Die Mistel, als Tee oder Tropfen eingenommen, regt schlagartig die Abwehrkräfte an, hemmt Tumorzellen und wirkt tonisierend auf das »Hirn des Immunsystems«, die Thymusdrüse. Die den Kelten heilige Pflanze läßt diese innere Brustdrüse, die durch Alter, Bestrahlung und Alkoholexzesse schrumpft, wieder wachsen. Der Knoblauch und der in unseren Wäldern wachsende Bärenlauch (Allium ursinum) stärken ebenfalls das Immunsystem. Zudem senken sie den Blutdruck, helfen Cholesterin abbauen und erneuern die Darmflora – die ja selbst Teil des Immunsystems ist. Zu den Kräutern, die dem Abwehrsystem helfen, gehören weiterhin schweißtreibende, wie Lindenblüten, Holunder und Kamille. Abwehrstärkend – wenn etwa die Grippe oder eine andere Infektionskrankheit umgeht – ist das einheimische Kunigundenkraut oder Wasserdost (Eu patorium cannabium), die Ringelblume, die Osterluzei, die es vermag, die Aktivität der weißen Blutkörperchen zu steigern, die Engelwurz und diverse Bitterkräuter, wie der Enzian, das Tausendgüldenkraut oder der Wermut, die zu gleich reflektorisch alle Verdauungsdrüsen anregen.

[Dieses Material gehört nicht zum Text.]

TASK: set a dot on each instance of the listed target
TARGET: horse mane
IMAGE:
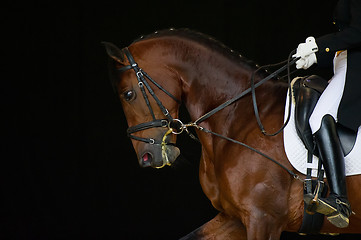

Um die immunstimulierende Wirkung zu intensivieren, kann man auch Ginsengwurzelpulver einnehmen. Ginseng, das chinesische Lebenselixier, wirkt allgemein stärkend. In der chinesischen Heilkunde wird er aber fast immer mit anderen Heilkräutern zusammen eingenommen, um deren Wirkung zu unterstützen.